今回は、QUIMが超人気ポッドキャスト番組「ほんのれんラジオ」に出演したことを受けて、その舞台裏と、番組では語りきれなかったことを「勝手に」アフタートークします。

「ほんのれんラジオ」で取り上げられたテーマは、「私たちのアジア?」でしたが、話題は収録時の人数の多さやイヤホンの有無、しゃべくり上手な寺平くんに戸惑った話から始まり、平野啓一郎の『ある男』、分人主義、父の死、『半分姉弟』、リチャード・ローティ、在日コリアンにとっての「戦後」へと、次々に広がっていきます。

おしゃべりの内容は、

・ポッドキャスト番組「ほんのれんラジオ」にQUIMが出演
・4人で話すこと、しゃべくり寺平くん、イヤホン
・『ある男』を読んだ時「ここに自分がいる」と思った
・「このマンガがすごい!」のオンナ編で第1位『半分姉弟』を読む
・「あなたには分からない」で会話を止めないで byリチャード・ローティ
などなど。

自分とは違う立場にいる人のことを、どこまで理解できるのか。知らずに済んできたことと、どう向き合えばいいのか。そして、「あなたには分からない」で会話を止めずに、どうすれば話し続けることができるのか。

『ある男』や『半分姉弟』を手がかりに、ルーツ、家族、差別、特権、分人主義、そして本を読むことで「ここに自分がいる」と感じる瞬間について語ります。
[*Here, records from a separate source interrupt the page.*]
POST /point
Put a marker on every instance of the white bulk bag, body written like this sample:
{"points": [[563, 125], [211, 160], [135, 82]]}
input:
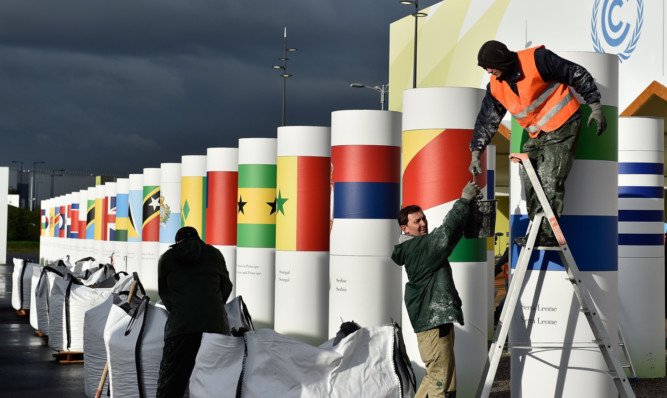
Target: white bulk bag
{"points": [[94, 351], [21, 284], [134, 338], [68, 304]]}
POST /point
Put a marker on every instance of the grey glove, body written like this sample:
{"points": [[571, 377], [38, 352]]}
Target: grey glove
{"points": [[475, 165], [470, 191], [598, 117]]}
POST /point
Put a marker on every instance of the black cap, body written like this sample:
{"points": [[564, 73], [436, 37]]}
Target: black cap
{"points": [[496, 55]]}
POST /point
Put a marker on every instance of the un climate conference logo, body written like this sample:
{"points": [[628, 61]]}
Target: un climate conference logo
{"points": [[620, 26]]}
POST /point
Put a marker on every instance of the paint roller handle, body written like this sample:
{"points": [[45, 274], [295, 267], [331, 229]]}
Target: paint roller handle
{"points": [[105, 372]]}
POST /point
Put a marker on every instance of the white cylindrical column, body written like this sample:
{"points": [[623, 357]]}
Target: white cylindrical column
{"points": [[222, 165], [302, 233], [548, 311], [365, 192], [641, 256], [437, 129], [170, 204], [150, 230], [256, 228]]}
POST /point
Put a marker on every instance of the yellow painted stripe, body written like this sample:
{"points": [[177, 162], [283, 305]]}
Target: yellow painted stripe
{"points": [[286, 202], [256, 210], [414, 141]]}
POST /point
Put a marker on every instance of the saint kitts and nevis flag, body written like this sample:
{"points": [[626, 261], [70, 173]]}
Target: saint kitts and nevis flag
{"points": [[151, 214], [257, 205], [302, 203]]}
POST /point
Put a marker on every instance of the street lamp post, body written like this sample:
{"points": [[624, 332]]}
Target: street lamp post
{"points": [[33, 177], [284, 75], [382, 89], [416, 14]]}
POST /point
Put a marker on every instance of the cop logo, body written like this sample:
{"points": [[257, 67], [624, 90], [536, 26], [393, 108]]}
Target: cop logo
{"points": [[616, 26]]}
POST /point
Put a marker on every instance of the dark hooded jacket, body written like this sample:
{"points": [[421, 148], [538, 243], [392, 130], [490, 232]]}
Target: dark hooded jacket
{"points": [[431, 298], [551, 68], [194, 285]]}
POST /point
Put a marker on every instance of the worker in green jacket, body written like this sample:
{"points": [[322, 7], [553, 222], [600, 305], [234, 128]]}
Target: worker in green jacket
{"points": [[431, 299], [194, 285]]}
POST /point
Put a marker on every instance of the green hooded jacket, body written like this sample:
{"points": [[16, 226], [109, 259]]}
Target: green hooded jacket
{"points": [[194, 285], [431, 298]]}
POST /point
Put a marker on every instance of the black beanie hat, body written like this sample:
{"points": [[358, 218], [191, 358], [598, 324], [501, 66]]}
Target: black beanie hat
{"points": [[496, 55]]}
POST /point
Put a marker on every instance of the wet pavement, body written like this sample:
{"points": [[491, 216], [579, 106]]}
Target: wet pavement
{"points": [[27, 367]]}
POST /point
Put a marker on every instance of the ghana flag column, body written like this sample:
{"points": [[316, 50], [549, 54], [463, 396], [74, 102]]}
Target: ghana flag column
{"points": [[170, 204], [256, 229], [150, 230], [548, 312], [134, 224], [302, 233], [437, 129], [122, 221], [222, 178], [365, 161], [641, 256], [193, 193]]}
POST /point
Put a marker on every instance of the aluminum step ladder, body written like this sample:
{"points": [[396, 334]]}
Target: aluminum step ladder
{"points": [[586, 303]]}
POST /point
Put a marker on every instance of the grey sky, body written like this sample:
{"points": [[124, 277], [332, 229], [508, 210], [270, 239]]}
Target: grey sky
{"points": [[117, 86]]}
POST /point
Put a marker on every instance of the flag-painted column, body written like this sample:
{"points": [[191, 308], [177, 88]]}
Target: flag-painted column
{"points": [[437, 129], [490, 254], [365, 197], [110, 192], [122, 222], [193, 193], [135, 220], [170, 203], [641, 256], [256, 229], [83, 222], [222, 180], [548, 312], [90, 223], [150, 230], [302, 233]]}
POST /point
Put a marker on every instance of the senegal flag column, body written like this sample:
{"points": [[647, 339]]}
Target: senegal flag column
{"points": [[150, 230], [302, 233], [193, 192], [641, 256], [437, 129], [134, 227], [365, 185], [222, 165], [256, 233], [170, 203], [122, 221], [548, 313]]}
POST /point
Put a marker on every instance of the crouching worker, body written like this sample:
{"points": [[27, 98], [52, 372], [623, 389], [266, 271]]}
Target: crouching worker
{"points": [[194, 285], [431, 299]]}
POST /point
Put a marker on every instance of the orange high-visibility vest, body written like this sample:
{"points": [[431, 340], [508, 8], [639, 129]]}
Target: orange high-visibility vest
{"points": [[540, 105]]}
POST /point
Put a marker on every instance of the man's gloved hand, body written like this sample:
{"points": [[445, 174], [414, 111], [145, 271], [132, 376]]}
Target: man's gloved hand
{"points": [[598, 117], [475, 165], [470, 191]]}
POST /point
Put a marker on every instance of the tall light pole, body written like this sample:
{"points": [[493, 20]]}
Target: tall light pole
{"points": [[33, 177], [416, 14], [382, 89], [284, 75]]}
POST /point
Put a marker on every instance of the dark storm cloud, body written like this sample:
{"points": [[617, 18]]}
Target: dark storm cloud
{"points": [[117, 86]]}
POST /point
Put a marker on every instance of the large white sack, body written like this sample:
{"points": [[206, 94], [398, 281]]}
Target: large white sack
{"points": [[21, 284], [68, 304], [134, 338], [43, 293], [94, 351], [34, 281]]}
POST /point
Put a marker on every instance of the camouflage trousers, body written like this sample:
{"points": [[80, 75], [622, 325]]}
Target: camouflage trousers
{"points": [[436, 347], [551, 155]]}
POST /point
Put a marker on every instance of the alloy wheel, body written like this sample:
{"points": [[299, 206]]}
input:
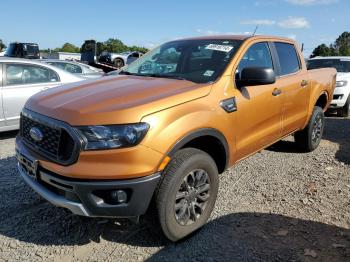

最後はもちろん、「ほんのれんラジオ」に便乗してリスナーを連れてこようという、卑しくも愛すべきコバンザメ企画として着地します(笑)。「ほんのれんラジオ」のQUIM出演回とあわせて、ぜひお聴きください。

それでは、ごゆるりとお楽しみください。

▼その他配信先
・Apple Podcasts:https://x.gd/LUfXT
・Amazon Music:https://x.gd/IArL6
・YouTube:https://youtu.be/LugicabIrXs

▼チャプター
・ポッドキャスト番組「ほんのれんラジオ」にQUIMが出演
・テーマは「私たちのアジア?」
・4人で話すこと、しゃべくり寺平くん、イヤホン
・平野啓一郎の分人主義と父の死
・『ある男』を読んだ時「ここに自分がいる」と思った
・「このマンガがすごい!」のオンナ編で第1位『半分姉弟』を読む
・「あなたには分からない」で会話を止めないで byリチャード・ローティ
・在日コリアンにとっての「戦後」とは?
・「ほんのれん」に便乗するコバンザメ企画でした(笑)

▼全文公開

●ポッドキャスト番組「ほんのれんラジオ」にQUIMが出演

QUIM:
順天堂大学STEAM教育研究会、MEdit Labがお届けするPodcast番組「てゆーか医学」、今回も始まります。私、QUIMと。

小倉:
病理の小倉加奈子です。よろしくお願いします。

QUIM:
よろしくお願いいたします。今日も「ゆるっとMEdit」、通称「ゆるメディ」です。今日のテーマは、「ほんのれんラジオ」についてお話ししたいと思います。

小倉:
私たちのお姉さん番組です。私とQUIM君はイシス編集学校で出会ったんですけれども、「ほんのれんラジオ」は、イシス編集学校を運営する編集工学研究所が本にまつわるさまざまな活動を「ほんのれん」と名づけて展開していて、その一環として、本にまつわるいろいろなお話をするPodcast番組です。

QUIM:
超人気番組ですよ。読書部門ではトップテンに入るような番組で、Podcast界では花形の花形です。僕らの番組のリスナーなんて、5、6人じゃないですか(笑)。「ほんのれんラジオ」は、たぶんその千倍ぐらい。それぐらいすごく人気のある番組です。その「ほんのれんラジオ」に、実は僕が出演してまいりました。

小倉:
素敵です。

QUIM:
ニレさんがリーダーなのか。いや、リーダーというものがいるのかは、ちょっと分からないですけど。ニレさんや、うめちゃん、さやさや、あと、おじーが出ています。全員、僕も知っていますし、ニレさんやさやさやは友達で、仕事も一緒にしたことがあり、うめちゃんはMEdit Labのメンバーでもありますよね。

小倉:
だから、本当に姉妹番組ですよね。こちらが妹分ですけれども。勝手に姉妹番組と称していいのかは分かりません。おこがましいかもしれない。私たちは姉妹だと思っているけれど、あちらは思っていないかもしれません。

QUIM:
まあ、いいんですよ。僕らは姉妹番組だと思っています。

●テーマは「私たちのアジア?」

QUIM:
今回、僕が呼ばれたのは「私たちのアジア?」の回でした。僕が「アジア回」に呼ばれるというのは、何となく分かりますか?

小倉:
まあ、そうですよね。

QUIM:
ただ、どんな感じで話したらいいのかは、結構難しかったですね。何かの代表みたいになったら、ちょっと困るというか。僕のルーツは朝鮮半島にありますけど、韓国には多少行ったことがあるというぐらいです。言葉も多少はできますけど、そこまでよく分かっているわけでもありません。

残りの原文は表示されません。